I/. Pukul 18.36 WIB.
Bertemu dengan lelaki itu, aku tak ingin malu. Dua kakiku berlari menuju lemari baju. Dua tanganku bergantian memilah celana dan memilih kemeja.
"Dengan atau tanpa celana, saya akan tetap menulis puisi."
Kubiarkan senja tertawa melihat kain sarung, kaos oblong, dan kupluk usang tergeletak di atas kasur. Kuabaikan pertanyaan manja senja yang berputar di kamar tidur: Kau melupakanku?
II/. Pukul 18.49 WIB.
Sebuah pulpen berwarna hitam, sebatang pensil yang telah diraut tajam, tiga lembar kertas buram telah kusiapkan. Sudah dua hari, aku berlatih di depan cermin. Satu pidato perkenalan dan dua panduan pertanyaan:
"Terima kasih. Aku dari hutan. Suatu kehormatan, akhirnya bisa bersua langsung dengan Anda. Dan, Aku belum lupa cara memakai celana."

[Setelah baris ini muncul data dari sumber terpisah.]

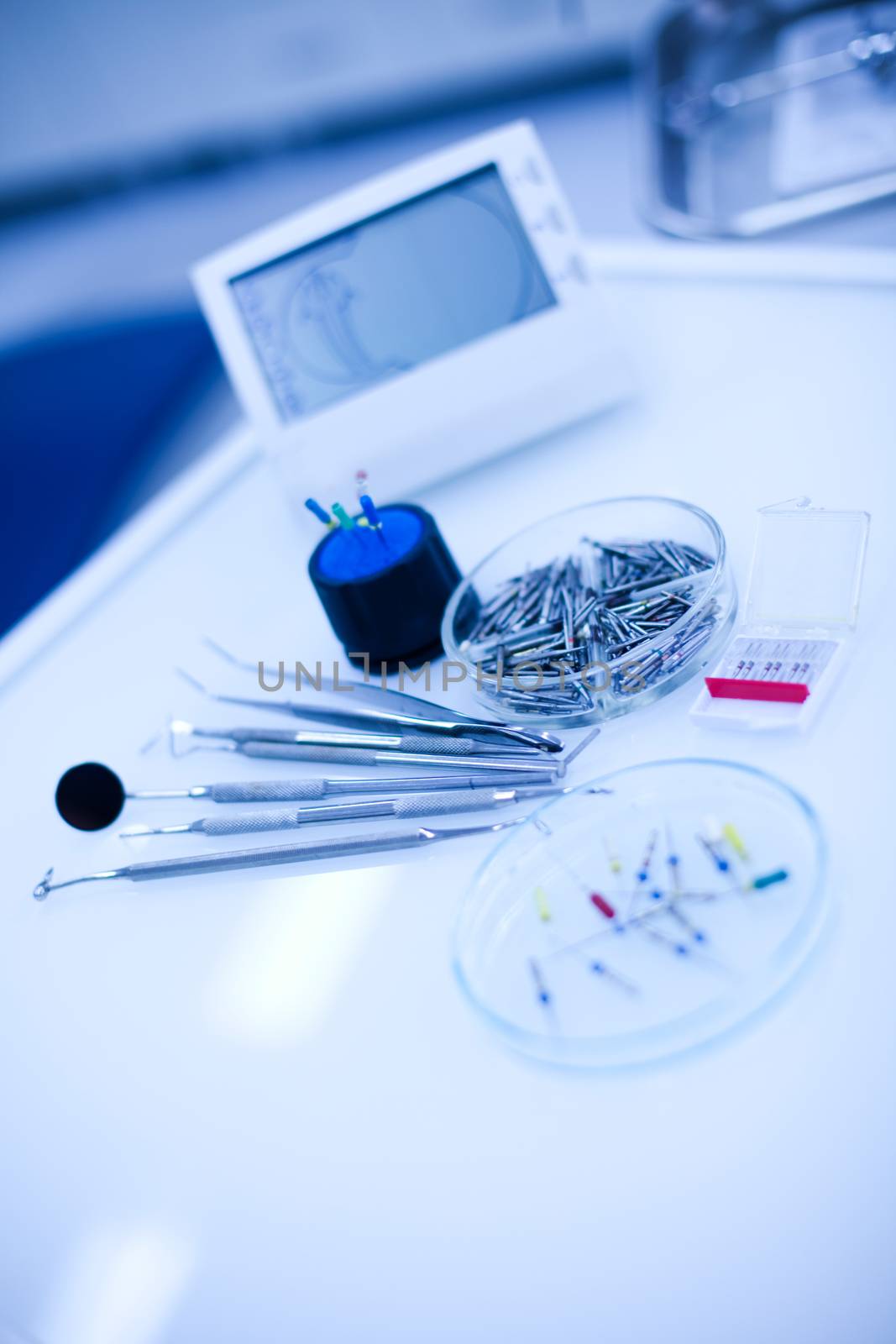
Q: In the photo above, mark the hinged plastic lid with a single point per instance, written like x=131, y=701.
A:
x=806, y=566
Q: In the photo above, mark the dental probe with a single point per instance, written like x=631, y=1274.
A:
x=362, y=717
x=305, y=851
x=409, y=806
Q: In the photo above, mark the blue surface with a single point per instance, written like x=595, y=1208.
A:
x=363, y=553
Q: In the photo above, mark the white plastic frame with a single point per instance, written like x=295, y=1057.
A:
x=454, y=410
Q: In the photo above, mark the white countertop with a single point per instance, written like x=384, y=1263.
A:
x=262, y=1110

Aku ingin mengajukan dua pertanyaan:
"Pertama, Bagaimanakah cara Anda menemukan makna dari kata tanpa mengada-ada?"
"Kedua, Pernahkan Anda berpikir jika puisi yang Anda tulis bukan puisi? Mungkin pertanyaan ini tak perlu dijawab."
III/. Pukul 19.03 WIB.
Kutinggalkan pintu rumah. Mencari persembunyian sinyal yang lemah. Berharap berjumpai isyarat jaringan yang menjamah ramah. Tak mudah! Aku sungkan menggunakan kata: Susah!
Atas nama lelaki itu, kupilih kata pasrah. Aku menyerah? Entahlah!
IV/. Pukul 20.11 WIB.
Tanganku masih menggenggam telepon genggam, yang mungkin enggan kugenggam. Di bawah langit malam dengan mata terpejam, kubayangkan Joko Pinurbo memulai pembicaraan:
"Selamat datang. Saya sudah menyiapkan semua yang akan saudara rampas dan musnahkan: kata-kata, suara-suara, atau apa saja yang saudara takuti tapi sebenarnya tidak saya miliki."
Aku terdiam. Mengusap asa yang lebam.
Curup, 16.11.2021
Zaldy Chan
Catatan:
Dicetak tebal adalah kutipan kalimat Joko Pinubo.